Thanks. Yup, I think letting CustomElementRegistry (or something which is not in a node tree) inherit EventTarget would be good enough. We wouldn't need an EventTargetRegistry.

lacolaco commented 6 years ago

I agree. I think so, too. EventTargetRegistry is my initial thought but it was difficult to imagine the detail.

hayatoito commented 6 years ago

Thanks. Just in case, EventTarget is now constructible. Users can create their own EventTarget and use it for any purpose.

lacolaco commented 6 years ago

Wow, I didn't know that! Thank you for the information!

justinfagnani commented 6 years ago

@lacolaco I don't quite understand the need here, at least as it related to custom elements. Why would you want to dispatch an event on the registry? Most elements will not know the registry they are registered against, only the registry they define their dependencies in.

I think you may see a similar problem with even names as tag names - that because they're not namespaced, there can be collisions. But this is separate from custom elements - any two uncoordinated pieces of code may fire unrelated events that happen to have the same name.

lacolaco commented 6 years ago

@justinfagnani IMHO, A set of custom elements created as a micro application may need its own closed event system because event names can conflict as you said. And I think that system's scope is the same to its registry level.

Most elements will not know the registry they are registered against, only the registry they define their dependencies in.

For example, if elements have this.registry field which allows the element to access its own registry, it may be worth more. Each element doesn't know other elements and they are created in independent js modules without including xRegistry reference as a closure, but they can fire closed events without name collision.

bicknellr commented 6 years ago

Or, we could allow symbols to be used as event types and not change anything with events here. :)
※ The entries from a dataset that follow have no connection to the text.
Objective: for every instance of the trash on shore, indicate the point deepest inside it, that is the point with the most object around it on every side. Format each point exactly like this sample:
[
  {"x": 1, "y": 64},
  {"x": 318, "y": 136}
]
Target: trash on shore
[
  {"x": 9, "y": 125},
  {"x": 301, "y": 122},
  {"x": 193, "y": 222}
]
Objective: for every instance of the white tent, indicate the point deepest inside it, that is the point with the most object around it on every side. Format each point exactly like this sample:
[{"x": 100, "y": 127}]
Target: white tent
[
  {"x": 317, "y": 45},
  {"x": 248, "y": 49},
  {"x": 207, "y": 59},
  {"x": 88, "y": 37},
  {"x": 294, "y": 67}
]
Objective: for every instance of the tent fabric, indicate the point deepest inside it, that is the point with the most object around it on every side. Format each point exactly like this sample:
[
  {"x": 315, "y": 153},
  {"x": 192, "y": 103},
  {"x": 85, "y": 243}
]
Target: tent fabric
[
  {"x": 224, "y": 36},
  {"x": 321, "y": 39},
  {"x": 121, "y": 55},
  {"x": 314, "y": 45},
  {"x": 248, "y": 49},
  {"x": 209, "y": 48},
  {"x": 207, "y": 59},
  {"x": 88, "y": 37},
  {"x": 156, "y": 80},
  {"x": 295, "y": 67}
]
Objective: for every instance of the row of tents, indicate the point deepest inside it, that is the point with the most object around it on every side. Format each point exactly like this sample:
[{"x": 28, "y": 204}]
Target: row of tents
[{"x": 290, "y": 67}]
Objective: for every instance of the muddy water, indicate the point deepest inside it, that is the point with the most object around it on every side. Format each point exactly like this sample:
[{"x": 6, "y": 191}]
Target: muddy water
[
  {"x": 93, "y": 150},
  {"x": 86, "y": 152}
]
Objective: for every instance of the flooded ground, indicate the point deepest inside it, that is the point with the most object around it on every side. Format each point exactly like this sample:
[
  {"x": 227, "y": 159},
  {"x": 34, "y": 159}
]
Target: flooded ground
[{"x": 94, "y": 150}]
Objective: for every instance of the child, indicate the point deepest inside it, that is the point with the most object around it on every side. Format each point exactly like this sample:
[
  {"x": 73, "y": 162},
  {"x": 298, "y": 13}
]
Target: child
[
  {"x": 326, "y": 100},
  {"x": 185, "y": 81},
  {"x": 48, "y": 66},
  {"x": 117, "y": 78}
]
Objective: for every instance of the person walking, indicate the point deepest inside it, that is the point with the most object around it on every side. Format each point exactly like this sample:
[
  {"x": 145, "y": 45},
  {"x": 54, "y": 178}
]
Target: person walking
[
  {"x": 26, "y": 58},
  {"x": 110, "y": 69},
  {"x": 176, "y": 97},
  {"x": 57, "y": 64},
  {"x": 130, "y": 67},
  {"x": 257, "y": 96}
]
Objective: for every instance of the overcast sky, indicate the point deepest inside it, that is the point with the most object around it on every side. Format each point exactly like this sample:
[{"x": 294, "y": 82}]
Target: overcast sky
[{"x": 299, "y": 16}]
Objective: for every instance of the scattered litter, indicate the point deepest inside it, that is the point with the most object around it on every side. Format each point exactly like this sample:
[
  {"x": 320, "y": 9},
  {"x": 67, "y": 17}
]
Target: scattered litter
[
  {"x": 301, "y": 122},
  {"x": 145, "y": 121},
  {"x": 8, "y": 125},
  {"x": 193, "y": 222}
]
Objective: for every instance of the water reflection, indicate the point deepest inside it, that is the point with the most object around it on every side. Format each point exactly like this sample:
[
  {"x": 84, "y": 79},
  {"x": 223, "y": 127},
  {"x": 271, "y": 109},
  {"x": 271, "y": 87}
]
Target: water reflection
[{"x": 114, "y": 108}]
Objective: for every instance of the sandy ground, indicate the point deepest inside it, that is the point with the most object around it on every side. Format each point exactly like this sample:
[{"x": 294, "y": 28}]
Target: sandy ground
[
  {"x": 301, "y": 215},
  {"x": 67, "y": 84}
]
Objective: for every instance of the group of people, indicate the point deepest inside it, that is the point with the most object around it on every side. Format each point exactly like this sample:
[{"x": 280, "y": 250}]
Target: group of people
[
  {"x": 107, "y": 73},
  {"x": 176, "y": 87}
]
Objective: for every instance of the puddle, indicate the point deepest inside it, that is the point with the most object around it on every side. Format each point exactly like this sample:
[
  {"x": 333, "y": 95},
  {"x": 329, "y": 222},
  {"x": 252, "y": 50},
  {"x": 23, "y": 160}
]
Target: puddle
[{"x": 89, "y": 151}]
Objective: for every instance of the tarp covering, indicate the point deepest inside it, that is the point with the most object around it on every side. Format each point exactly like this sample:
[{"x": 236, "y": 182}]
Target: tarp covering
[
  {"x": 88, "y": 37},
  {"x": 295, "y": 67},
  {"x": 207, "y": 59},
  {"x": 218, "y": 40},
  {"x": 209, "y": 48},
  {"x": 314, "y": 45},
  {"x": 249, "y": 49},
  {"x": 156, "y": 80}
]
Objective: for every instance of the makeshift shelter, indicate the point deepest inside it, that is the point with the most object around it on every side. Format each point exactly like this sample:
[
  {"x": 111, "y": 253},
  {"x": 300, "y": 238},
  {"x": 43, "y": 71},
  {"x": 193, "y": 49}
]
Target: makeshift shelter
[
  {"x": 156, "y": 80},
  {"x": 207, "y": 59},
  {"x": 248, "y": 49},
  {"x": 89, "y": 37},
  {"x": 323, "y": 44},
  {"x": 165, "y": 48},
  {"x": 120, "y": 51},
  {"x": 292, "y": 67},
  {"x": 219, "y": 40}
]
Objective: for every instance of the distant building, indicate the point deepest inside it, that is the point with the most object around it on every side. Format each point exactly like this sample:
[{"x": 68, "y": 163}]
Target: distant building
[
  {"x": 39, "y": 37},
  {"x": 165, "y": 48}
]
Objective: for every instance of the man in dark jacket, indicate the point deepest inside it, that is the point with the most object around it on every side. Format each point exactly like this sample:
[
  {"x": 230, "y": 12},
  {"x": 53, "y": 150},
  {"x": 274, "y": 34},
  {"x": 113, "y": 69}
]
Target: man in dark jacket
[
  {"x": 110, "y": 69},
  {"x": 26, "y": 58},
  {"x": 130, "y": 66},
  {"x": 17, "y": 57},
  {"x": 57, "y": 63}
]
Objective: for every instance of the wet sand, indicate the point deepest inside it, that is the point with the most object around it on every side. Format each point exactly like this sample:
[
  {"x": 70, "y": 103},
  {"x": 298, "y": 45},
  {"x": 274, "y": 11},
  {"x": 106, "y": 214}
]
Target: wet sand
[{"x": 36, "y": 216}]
namannehra commented 5 years ago

Has there been any updates on this?

rniwa commented 5 years ago

I've added this as a potential topic for the F2F meeting at TPAC.

annevk commented 5 years ago

F2F update: situation hasn't changed. Google will work an update, but hasn't gotten around to it.
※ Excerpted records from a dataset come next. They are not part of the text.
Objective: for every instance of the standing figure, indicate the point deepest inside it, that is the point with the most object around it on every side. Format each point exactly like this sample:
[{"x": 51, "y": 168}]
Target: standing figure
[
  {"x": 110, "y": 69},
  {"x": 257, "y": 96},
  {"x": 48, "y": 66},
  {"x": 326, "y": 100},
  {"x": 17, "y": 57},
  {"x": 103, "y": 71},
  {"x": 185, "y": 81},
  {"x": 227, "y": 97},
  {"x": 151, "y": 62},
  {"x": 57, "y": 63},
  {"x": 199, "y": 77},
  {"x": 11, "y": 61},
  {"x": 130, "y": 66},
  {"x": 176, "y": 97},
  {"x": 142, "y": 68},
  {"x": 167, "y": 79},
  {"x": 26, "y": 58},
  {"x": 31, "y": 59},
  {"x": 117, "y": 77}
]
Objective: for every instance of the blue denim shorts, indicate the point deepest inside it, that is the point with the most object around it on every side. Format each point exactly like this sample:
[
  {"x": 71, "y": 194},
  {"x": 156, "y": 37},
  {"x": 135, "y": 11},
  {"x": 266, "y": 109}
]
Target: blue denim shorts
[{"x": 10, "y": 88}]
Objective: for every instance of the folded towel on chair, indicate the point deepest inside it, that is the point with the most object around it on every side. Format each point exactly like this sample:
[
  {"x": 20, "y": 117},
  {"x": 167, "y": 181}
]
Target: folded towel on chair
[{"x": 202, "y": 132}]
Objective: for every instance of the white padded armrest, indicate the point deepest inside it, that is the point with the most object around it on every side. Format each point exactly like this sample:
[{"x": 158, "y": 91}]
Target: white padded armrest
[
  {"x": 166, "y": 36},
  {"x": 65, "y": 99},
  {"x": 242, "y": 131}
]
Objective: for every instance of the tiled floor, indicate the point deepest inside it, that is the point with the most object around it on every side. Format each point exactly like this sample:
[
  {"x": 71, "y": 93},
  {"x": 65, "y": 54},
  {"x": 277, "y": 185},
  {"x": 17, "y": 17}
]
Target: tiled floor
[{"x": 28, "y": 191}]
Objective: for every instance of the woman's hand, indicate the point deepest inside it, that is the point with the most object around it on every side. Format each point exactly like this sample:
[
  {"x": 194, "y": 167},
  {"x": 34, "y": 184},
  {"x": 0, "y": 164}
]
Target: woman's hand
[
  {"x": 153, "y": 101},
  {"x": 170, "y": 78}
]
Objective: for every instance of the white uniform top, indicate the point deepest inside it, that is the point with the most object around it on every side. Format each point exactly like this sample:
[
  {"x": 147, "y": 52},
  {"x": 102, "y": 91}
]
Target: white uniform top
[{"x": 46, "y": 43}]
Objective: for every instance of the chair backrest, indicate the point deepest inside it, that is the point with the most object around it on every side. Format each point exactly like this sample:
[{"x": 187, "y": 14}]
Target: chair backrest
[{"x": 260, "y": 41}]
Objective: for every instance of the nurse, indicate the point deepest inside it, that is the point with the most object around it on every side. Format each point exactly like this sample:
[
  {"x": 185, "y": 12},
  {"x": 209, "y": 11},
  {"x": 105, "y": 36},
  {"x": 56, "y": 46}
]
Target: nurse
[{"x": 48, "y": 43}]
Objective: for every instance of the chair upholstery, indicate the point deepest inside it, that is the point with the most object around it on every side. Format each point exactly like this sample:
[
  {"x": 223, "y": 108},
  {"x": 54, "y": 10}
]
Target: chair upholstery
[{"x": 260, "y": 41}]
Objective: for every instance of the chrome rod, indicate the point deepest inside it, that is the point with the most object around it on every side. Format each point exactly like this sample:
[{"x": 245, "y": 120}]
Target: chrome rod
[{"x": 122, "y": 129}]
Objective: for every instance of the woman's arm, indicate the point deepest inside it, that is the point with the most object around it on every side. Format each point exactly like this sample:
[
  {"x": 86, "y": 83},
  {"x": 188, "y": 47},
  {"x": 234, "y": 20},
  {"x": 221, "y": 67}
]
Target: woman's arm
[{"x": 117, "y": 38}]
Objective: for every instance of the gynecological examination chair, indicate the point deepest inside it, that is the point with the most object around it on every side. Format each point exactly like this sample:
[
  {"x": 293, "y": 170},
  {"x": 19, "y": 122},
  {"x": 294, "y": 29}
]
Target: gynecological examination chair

marcoscaceres commented 5 years ago

Can we formally assign someone?

justinfagnani commented 5 years ago

I haven't had time to work on a concrete proposal, and I probably won't until January at the earliest. We're in the midst of planning at Google that might free up someone. @hayatoito might have some insight there.

I don't think there are that many more open questions after the Tokyo meeting. We just need to write it all down in one place. The polyfill could probably be updated very easily too.

adrianhelvik commented 5 years ago

I have thought some about this. If we want to be able to override elements without a hyphen, two things stand out to me:

So I propose two APIs (that work together) to do this.

In an option when creating a shadow root

This will allow for optimizations, be pleasant to use and ensure that builtin elements are never rendered before elements are upgraded. I'm not against having this be the only way to override builtin elements.

(This part of the proposal could be added as a follow-up proposal.)

const shadow = element.attachShadow({
  mode: 'open',
  customElements: {
    'ul': MyUl,
    'li': MyLi,
    'my-element': MyElement
  }
})

ShadowRoot instances should each have a customElements registry

We can use ShadowRoot#customElements in the exact same way as window.customElements.

shadow.customElements.define(
  'another-element',
  class extends HTMLElement { ... }
)

Registries should not bleed through slots and shadow roots

It would be very confusing to have <ul></ul> not be the builtin element unless explicitly specified. It could also affect the performance of deeply nested shadow roots.

adrianhelvik commented 5 years ago

A nice addon proposal for perf and for property/attribute heuristics would be CustomElementRegistry.prototype.createElement.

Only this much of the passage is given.